March 20, 2013

Parodying the Master of Self-Parody, Tom Friedman

Bearing in mind at all times Bob Somerby's admonition that "we are where we are because of these people," I give you Tom Friedman's lede in his column today: 

"On this 10th anniversary of the U.S. invasion of Iraq, three things are clear. First, whatever happens in Iraq, we overpaid for it in lives and treasure and focus. Second, you can overpay for something decent and you can overpay for total junk. What exactly we overpaid for in Iraq is not yet clear and will be decided by Iraqis. Third, as much as we’d prefer to forget about Iraq, what happens there matters more than ever for the Middle East."
Friedman, of course, is an important "opinion maker" in the United States. Many Americans assume he makes sense, that he has some idea what he's talking about, that he is a learned and wise man. That's a shame, because the man's an idiot, a schmendrick of the first water. However, these days I have a reason to look forward to his columns because of the "Really, Tom Friedman?" parody that haunts and follows Friedman around at  That's his photo-shop of the peerless thinker above.  Some blogger has managed to inhabit Friedman's psyche as a virtual doppelganger, and uses all of Friedman's tricks, mannerisms, non sequiturs, gee-whiz techno-nonsense, Flat Earth crap, and everything else against Friedman.  As J.D. Salinger wrote in Raise High the Roof Beam, Carpenters, it's enough to make a man believe in a cosmic Santa Claus.  Reallytomfriedman almost makes the real Friedman worth the time to read.

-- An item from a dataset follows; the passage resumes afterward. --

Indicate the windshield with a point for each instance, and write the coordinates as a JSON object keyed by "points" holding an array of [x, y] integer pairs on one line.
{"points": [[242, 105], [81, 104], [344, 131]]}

As one of the major corporate-media cheerleaders for the Iraq invasion, one might think that Friedman's best ploy would be never to say another word about this misbegotten madness, which a friend of mine has called "the greatest sin committed in the world in the 21st Century."  Friedman deliberately conflated "revenge" for the 9/11 attacks with the Iraq war, with his famous tough-guy column in which this (of course, never-in-the-military) fearless warrior told the "Arabs" (in general, I guess) to "Suck. On. This."  That should have been Friedman's letter of resignation.

The passage quoted above in the lede has all of the usual Friedman elements: (1)  It doesn't make any sense. (2) It's grotesque, in that it makes a war in which perhaps one million Iraqis were killed (according to the Johns Hopkins, Lancet epidemiological study, never seriously refuted); over 4,000 Americans were killed, and perhaps one hundred thousand more American soldiers were blinded, brain damaged, amputated (losing one or more limbs), or reduced to madness because of post-traumatic stress disorder - sound like a bartering session over a Persian rug.  "You can overpay for something decent and you can overpay for total junk."  Please: God save us from this man.

And, of course (3), as Matt Taiibi always demonstrates in his hilarious send-ups of this poseur: Friedman manages to contradict himself within one paragraph of writing.  This is perhaps Friedman's true gift - his ability to "baffle" himself (to quote the banner at as much as he confuses his readers.  So three things are "clear," but it turns out that the very thing he's talking about, "what we overpaid for," is not "clear."  So Friedman is telling us that we "overpaid" for something but he doesn't know what it is that we "bought."  We should be more careful next time we blow three trillion dollars, I guess, and try not to kill a million people while we're at it.  Our bad!  And golly! - maybe Tom Friedman should be more careful about the wars he pimps for, especially when an Administration like Bush/Cheney is running the show.  Ya think?

Yet there's another angle, a trap and snare for Friedman's rationale for American top-down imposition of "democracy" on others,  and Friedman inadvertently steps into it in his column.  He refers to the popular revolutions of the Arab Spring in Libya, Tunisia, Egypt, Syria and elsewhere.  What potentiated these revolts?  Probably a combination of climate change-related droughts driving up the price of wheat and the effects of social media (Twitter, Facebook) undermining repressive regimes and bringing down American-sponsored dictators like Mubarak in Egypt.  In other words: the fall of the Iraqi dictatorship was just a matter of time.  Most likely, Iraq would have undergone tribal fission and returned to its condition of post-Ottoman divisions: Sunni, Shia and Kurd without the horror of the Iraq war and the ruination of a crucial decade in the history of the United States of America.

Does one find any recognition in Friedman's latest pile of nonsense that he sees this?  Of course not. If he had any self-awareness, any sense of common "decency," a word he's so fond of using, he would never have written this column at all.  Please, Friedman.  Just go away.  You've done enough.